Czytelnik może pomyśleć sobie, że coś mnie naszło, żal jakiś, i żal ten chcę wyrzucić z siebie, wykrzyczeć, odreagować. Nie, nie o to idzie. Ja chcę powiedzieć coś zupełnie innego, to mianowicie, że w ostatnim miesiącu zobaczyłem wokół siebie zupełnie innych ludzi, o których miałem inne wyobrażenie. Złe wyobrażenie. I ja się myliłem. Zobaczyłem ludzi potrafiących praktykować publicznie dobro, nie dlaczego innego, tylko dlatego, że dobro owo w nich jest i że poczuli się znowu, po raz któryś z rzędu razem i razem, to dobro pokazali, zamanifestowali. Sprawił to jeden Człowiek, którego już między nami nie ma.
Nie byli potrzebni zawodowi organizatorzy. Ludzie sami, spontanicznie, organizowali się. Na domach pojawiły się narodowe flagi, których zazwyczaj nie było w dni świąteczne. Okazało się, że nie potrzeba nikim i niczym kierować, bo bez tego ludzie lepiej wiedzą co należy czynić i jak się zachować. Policjanci nie musieli nikogo przywoływać do porządku. Politycy stali się niepotrzebni i szczęśliwie zamilkli. Nagle świat stał się lepszy. Świat stał się normalny i okazało się, że takim może być.
Ludzie, którzy wydobyli z siebie dobro i to dobro, w nich tkwiące, pokazali i ofiarowali wszystkim wokół, dowiedli, że nie są im obce prawda i piękno. Prawda, dobro i piękno. To wszystko zobaczyliśmy w czasie pamiętnych kwietniowych dni.

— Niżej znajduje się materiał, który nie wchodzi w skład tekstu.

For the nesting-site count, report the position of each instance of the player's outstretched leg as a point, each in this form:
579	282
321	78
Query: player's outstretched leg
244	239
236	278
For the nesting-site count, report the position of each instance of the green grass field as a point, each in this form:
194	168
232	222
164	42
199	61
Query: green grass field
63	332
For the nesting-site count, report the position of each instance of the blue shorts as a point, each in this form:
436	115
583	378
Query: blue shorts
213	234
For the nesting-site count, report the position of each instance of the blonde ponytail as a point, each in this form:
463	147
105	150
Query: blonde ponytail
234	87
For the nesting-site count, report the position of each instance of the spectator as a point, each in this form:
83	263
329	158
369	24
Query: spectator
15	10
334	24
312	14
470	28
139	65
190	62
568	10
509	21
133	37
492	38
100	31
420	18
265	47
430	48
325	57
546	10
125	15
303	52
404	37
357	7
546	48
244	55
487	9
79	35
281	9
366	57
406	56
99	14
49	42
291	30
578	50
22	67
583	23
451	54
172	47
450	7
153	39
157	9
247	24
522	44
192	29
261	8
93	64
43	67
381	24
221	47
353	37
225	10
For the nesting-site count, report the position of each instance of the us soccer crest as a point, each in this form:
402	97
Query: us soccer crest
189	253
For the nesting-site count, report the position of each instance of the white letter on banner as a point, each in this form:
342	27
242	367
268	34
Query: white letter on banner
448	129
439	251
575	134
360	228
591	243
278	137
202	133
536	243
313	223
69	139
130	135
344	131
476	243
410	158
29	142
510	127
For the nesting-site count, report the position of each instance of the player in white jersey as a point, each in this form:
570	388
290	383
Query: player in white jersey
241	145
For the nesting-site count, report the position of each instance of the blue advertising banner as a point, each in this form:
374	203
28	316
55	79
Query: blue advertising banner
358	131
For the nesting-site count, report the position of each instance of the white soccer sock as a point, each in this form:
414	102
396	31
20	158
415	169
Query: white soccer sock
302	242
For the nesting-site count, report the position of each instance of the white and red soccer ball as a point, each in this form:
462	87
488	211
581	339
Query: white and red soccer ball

A jakie przesłanie z tego dla samorządu? Samorząd to dwa terminy połączone w jedno: samemu rządzić się. Może szczęśliwiej byłoby zapisywać to słowo z myślnikiem w środku: samo-rząd. Myślnik. To słowo pochodzi od słowa myśleć. Cogito, ergo sum – myślę więc jestem. Może dobrze byłoby zamyślić się w czasie wypowiadania tego słowa – SAMO-RZĄD.